I was at the point that I could not deal with any tiny little thing.  I battled to walk, talk, eat, shower and look after my son.  I could not wait for bed time so I could just lie down, but when I did lie down my entire body ached from head to toe.  Breathing was difficult and my ribs were in pain.  I slept anyway because I was so damn tired.  I could not think straight or see straight and felt like I was just existing.

Now, luckily, due to my profession, I am able to test myself for syndromes and decided it was time to do just that.  I tested and found Adrenal Fatigue.  I have had this before but years ago and you tend to forget exactly how you felt.  So I cleared the emotional baggage behind it and ordered some homeopathic supplements that I use to treat with.

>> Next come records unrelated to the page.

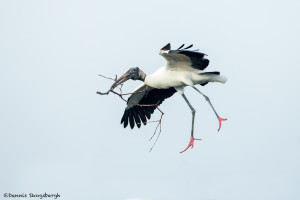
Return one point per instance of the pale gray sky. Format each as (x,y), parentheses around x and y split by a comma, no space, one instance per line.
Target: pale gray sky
(57,135)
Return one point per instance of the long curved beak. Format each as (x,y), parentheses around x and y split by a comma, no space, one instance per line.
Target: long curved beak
(121,80)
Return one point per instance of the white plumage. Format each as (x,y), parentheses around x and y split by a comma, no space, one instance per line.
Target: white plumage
(183,68)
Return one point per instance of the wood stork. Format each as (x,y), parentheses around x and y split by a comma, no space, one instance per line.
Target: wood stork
(183,68)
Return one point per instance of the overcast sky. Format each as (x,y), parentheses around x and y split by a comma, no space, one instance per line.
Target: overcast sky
(58,136)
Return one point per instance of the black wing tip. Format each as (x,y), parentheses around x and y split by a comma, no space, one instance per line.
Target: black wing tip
(167,47)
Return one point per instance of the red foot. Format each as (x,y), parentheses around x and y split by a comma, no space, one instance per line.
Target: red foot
(220,121)
(190,144)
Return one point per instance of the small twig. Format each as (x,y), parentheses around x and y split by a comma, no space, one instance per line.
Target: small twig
(142,105)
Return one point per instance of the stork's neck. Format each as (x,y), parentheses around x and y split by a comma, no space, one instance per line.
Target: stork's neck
(142,76)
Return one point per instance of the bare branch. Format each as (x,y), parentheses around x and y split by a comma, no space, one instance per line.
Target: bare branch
(159,122)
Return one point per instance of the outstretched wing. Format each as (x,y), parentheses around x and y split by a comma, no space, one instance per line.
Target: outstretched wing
(184,57)
(140,105)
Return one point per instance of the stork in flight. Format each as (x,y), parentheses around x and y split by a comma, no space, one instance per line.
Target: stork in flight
(183,68)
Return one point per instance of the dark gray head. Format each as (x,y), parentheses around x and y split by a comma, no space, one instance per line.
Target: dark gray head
(133,73)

Now I am also aware that the mind is the most powerful tool in healing oneself, but when you are feeling so completely finished, it is not always easy to get into a powerful, positive frame of mind.  I decided to listen to some healing meditation tracks and I fell asleep to the second one.  This morning I woke up and all the pain was gone from my body.  I am still feeling sleepy, but have some of my energy back.  I believe that resting the past two days and not fighting it has helped tremendously.  I listened to my body and gave it what it needed most.  I had been ignoring the signs for awhile because I had to move forward at the time.  We do not realise the amount of stress and strain we put onto ourselves physically, mentally and emotionally.  From this I have learnt to slow down.  I once read in a friend’s blog “you have to slow down to speed up” and I now understand this.  I am of no use to anyone if I am burnt out.  I have not put any pressure on myself to work, even though I know I have to.

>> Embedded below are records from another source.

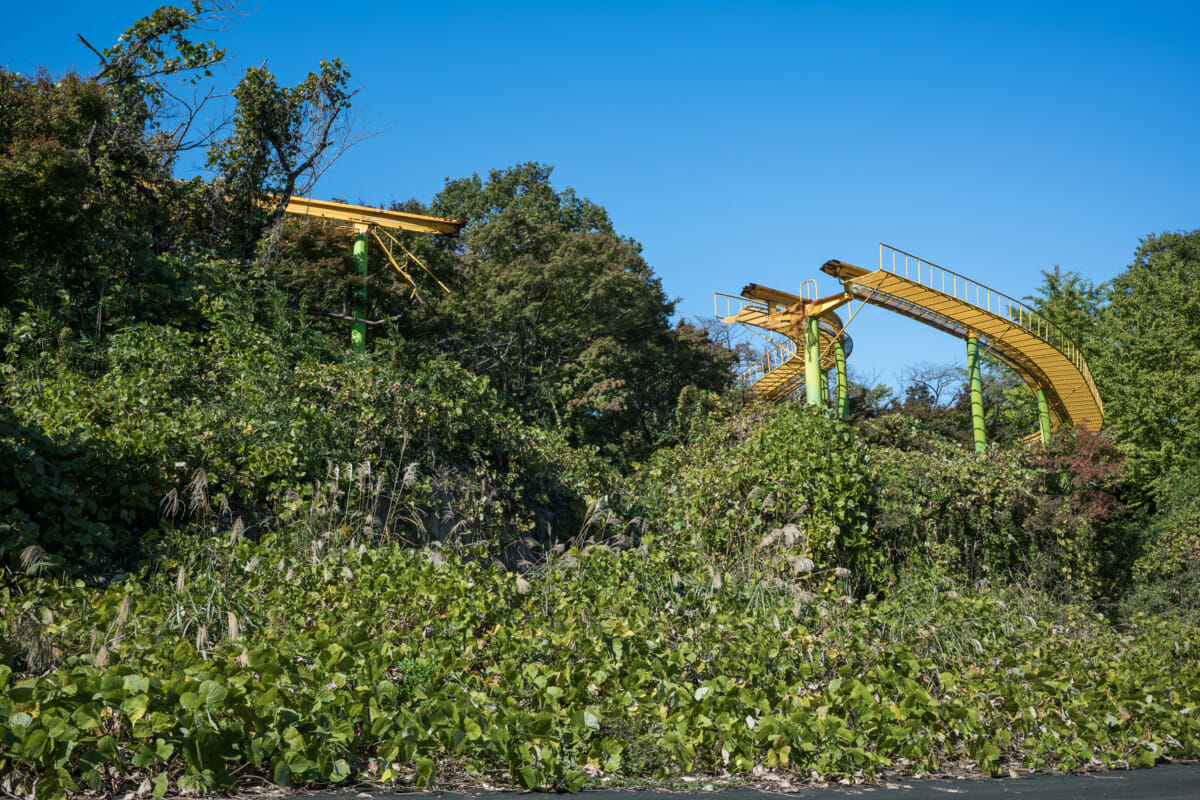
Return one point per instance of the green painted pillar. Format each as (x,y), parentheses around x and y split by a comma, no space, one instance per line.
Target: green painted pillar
(359,329)
(839,356)
(976,371)
(811,362)
(1043,415)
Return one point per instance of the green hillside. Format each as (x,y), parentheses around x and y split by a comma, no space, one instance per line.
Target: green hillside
(532,536)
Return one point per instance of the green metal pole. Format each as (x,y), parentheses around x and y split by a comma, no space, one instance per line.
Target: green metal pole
(813,362)
(359,329)
(976,372)
(839,356)
(1044,415)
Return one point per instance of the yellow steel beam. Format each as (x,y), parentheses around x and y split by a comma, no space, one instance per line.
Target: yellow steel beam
(1041,355)
(363,216)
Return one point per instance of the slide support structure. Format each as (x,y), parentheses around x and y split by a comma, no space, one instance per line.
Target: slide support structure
(359,328)
(839,355)
(976,371)
(813,362)
(1043,415)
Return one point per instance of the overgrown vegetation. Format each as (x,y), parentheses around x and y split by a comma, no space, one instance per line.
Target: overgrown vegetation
(529,537)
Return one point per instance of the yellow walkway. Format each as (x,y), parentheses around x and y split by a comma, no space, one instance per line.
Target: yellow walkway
(779,373)
(1008,329)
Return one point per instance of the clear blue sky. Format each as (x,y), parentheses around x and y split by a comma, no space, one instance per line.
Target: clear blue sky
(751,142)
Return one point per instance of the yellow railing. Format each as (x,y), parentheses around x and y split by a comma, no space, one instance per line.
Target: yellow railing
(735,305)
(767,362)
(964,289)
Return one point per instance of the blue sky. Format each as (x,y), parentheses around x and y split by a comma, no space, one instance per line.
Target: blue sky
(753,142)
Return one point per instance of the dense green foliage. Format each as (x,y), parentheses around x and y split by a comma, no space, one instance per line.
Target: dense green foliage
(526,539)
(334,659)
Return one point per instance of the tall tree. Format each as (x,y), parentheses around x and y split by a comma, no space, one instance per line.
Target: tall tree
(1072,302)
(565,316)
(1147,358)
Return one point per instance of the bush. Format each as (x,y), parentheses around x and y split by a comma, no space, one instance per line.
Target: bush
(761,470)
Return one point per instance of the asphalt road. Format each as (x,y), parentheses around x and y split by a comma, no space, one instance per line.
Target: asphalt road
(1163,782)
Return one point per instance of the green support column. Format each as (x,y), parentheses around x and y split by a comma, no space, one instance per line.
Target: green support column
(976,372)
(359,329)
(839,355)
(1043,415)
(813,362)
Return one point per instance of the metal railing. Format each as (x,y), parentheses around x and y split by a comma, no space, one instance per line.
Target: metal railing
(767,362)
(964,289)
(735,305)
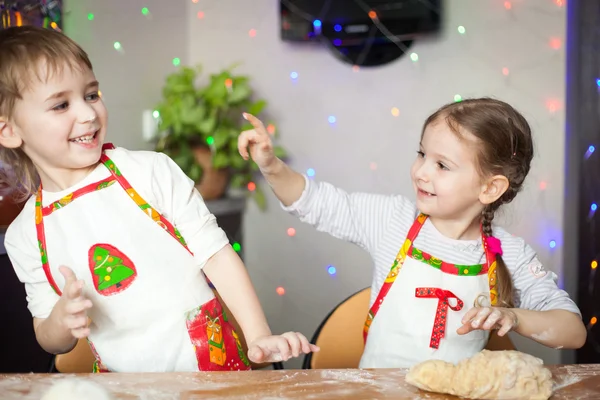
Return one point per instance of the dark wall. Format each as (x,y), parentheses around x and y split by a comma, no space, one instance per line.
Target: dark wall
(582,177)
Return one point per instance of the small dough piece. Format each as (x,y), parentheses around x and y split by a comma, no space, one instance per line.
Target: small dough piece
(488,375)
(77,389)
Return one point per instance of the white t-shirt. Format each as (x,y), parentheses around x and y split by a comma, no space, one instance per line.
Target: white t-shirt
(157,179)
(379,224)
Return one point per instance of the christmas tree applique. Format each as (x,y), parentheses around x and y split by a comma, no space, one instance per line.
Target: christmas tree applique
(112,270)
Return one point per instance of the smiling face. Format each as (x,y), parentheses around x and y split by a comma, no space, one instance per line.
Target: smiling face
(444,174)
(60,122)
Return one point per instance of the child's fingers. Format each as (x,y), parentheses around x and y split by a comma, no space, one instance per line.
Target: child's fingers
(506,325)
(78,321)
(492,319)
(246,139)
(481,316)
(78,306)
(284,349)
(469,315)
(304,343)
(256,123)
(256,355)
(295,342)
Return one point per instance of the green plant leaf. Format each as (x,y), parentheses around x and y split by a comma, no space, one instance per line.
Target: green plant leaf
(240,92)
(207,125)
(195,172)
(221,137)
(238,180)
(259,198)
(257,107)
(237,162)
(220,160)
(280,152)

So now I need to heed my own advice that I am always giving to people.  As they say “you teach that most that you need to hear yourself’.

I have also been reading the book “The Alchemist” and have realised it has been the absolute perfect timing that a friend lent me the book to read.  It explains every single little thing that has happened and why everything that happens is so important.

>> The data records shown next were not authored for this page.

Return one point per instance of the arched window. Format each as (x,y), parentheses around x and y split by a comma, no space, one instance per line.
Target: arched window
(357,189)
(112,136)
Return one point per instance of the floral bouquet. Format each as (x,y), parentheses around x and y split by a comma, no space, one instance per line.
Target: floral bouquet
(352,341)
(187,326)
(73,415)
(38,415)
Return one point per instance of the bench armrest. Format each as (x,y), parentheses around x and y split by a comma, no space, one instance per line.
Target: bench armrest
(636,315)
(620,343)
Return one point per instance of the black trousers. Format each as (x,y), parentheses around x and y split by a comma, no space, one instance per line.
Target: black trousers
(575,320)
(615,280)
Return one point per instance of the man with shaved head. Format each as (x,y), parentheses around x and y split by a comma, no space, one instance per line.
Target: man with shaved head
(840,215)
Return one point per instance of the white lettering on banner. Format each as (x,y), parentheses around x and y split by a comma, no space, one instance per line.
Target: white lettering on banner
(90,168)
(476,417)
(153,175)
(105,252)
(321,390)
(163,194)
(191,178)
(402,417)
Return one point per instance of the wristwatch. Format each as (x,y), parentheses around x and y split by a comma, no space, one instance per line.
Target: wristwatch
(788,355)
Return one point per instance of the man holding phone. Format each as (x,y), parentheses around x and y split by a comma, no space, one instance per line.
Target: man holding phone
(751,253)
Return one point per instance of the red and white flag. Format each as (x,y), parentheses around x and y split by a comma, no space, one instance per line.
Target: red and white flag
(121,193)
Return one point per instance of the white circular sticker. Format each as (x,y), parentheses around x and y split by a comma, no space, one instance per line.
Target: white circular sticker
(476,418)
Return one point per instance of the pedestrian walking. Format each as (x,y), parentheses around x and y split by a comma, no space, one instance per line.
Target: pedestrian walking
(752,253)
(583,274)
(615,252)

What exactly is Adrenal Fatigue?

Adrenal Fatigue happens when you are under a huge amount of stress for an extended period of time.  Your adrenal glands secrete Adrenaline (fight or flight) and Cortisol (the hormone to help you deal with stress).  Eventually, after putting your entire being under so much strain, your glands run out of these hormones and they are depleted.  This leaves you feeling completely burnt out and exhausted.

Adrenal Fatigue is a syndrome that is not usually picked up or treated by medical doctors, but it is a real syndromes that affects many people on a daily basis.

Here are some of the symptoms if Adrenal Fatigue:

  • Extreme tiredness and lethargy (that does seem to improve with sleep)
  • Joint pain
  • Back pain – especially in the lower back by the kidneys (this is where the adrenal glands are)
  • Difficulty doing simple tasks
  • Difficulty dealing with stress of any form
  • Dry skin
  • Poor circulation – numbness in arms and hands
  • Low blood pressure
  • Weight gain / loss of muscle tone
  • Feeling low, depressed or tearful

This was written on 7 July 2016.  I have not yet shaken it completely and still get very tired, but I am improving and getting stronger every day.